Bug#1006157: /lib/modules/5.16.0-1-sparc64-smp/kernel/fs/ext4/ext4.ko: [sparc64+ext4] reads see zeros w/ simultaneous write

2022-02-23 Thread Salvatore Bonaccorso
Control: tags -1 + upstream
Control: forwarded -1 https://marc.info/?l=linux-sparc=164539269632667=2

Hi Noah,

On Tue, Feb 22, 2022 at 07:12:14PM -0800, Noah Misch wrote:
> On Sun, Feb 20, 2022 at 03:31:27PM +0100, Salvatore Bonaccorso wrote:
> > Unless mistaken this looks like to be an upstream issue, think would
> > be better suited to directly report it upstream.
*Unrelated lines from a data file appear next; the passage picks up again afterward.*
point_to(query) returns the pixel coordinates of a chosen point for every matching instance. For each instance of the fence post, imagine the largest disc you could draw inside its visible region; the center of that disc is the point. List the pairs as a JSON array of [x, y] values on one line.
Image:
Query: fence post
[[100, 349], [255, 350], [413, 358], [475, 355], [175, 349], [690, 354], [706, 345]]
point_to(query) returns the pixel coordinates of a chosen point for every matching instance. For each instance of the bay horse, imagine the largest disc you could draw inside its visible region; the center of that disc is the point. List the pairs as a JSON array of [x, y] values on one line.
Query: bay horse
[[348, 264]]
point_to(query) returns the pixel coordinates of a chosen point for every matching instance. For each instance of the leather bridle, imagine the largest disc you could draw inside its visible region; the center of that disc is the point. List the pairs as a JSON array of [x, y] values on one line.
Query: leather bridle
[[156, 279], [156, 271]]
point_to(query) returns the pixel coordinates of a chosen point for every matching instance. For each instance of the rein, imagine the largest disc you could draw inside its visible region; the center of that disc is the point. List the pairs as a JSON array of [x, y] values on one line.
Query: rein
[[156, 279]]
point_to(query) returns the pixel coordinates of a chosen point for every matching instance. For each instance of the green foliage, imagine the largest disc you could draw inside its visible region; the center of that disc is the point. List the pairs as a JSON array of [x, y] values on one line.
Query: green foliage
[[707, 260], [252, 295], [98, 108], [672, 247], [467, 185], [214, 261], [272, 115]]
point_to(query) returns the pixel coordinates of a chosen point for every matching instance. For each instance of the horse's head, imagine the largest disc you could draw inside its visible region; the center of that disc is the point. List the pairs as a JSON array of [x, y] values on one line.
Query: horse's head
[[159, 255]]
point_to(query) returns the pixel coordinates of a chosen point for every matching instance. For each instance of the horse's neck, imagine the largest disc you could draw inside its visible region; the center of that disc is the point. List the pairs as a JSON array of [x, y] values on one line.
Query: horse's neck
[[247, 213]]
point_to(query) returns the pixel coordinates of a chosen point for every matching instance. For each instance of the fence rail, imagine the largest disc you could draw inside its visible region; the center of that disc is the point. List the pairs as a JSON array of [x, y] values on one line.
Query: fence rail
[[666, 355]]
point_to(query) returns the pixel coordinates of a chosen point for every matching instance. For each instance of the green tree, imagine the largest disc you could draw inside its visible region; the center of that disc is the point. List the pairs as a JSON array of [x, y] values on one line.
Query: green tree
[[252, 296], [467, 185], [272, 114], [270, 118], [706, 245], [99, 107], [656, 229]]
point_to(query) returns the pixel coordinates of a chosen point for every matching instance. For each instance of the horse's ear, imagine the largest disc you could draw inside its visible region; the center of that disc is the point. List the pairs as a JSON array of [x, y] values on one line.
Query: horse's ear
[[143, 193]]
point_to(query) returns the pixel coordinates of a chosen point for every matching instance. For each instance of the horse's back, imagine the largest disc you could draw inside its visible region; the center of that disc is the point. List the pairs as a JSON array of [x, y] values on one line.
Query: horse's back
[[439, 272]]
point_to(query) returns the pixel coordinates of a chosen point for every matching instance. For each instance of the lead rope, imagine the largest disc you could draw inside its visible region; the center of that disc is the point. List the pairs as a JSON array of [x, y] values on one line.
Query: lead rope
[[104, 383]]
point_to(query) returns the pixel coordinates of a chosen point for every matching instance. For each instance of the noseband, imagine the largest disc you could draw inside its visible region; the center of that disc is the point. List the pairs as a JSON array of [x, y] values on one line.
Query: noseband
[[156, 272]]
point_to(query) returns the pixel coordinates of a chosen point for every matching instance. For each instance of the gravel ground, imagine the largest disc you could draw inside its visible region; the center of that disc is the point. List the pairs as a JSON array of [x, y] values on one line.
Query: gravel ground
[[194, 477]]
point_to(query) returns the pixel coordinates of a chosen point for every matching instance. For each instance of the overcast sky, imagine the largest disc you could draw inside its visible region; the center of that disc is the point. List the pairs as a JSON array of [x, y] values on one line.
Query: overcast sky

Can you do so and
> > keep us in the loop?
> 
> https://marc.info/?t=16453926991 has my upstream report.  Anatoly Pugachev
> confirmed the behavior on sparc64 5.17.0-rc5, so I'm assuming this is not
> Debian-specific.  I will update this bug with any major news.

Many thanks.

Regards,
Salvatore



Bug#1006157: /lib/modules/5.16.0-1-sparc64-smp/kernel/fs/ext4/ext4.ko: [sparc64+ext4] reads see zeros w/ simultaneous write

2022-02-22 Thread Noah Misch
On Sun, Feb 20, 2022 at 03:31:27PM +0100, Salvatore Bonaccorso wrote:
> Unless mistaken this looks like to be an upstream issue, think would
> be better suited to directly report it upstream. Can you do so and
> keep us in the loop?

https://marc.info/?t=16453926991 has my upstream report.  Anatoly Pugachev
confirmed the behavior on sparc64 5.17.0-rc5, so I'm assuming this is not
Debian-specific.  I will update this bug with any major news.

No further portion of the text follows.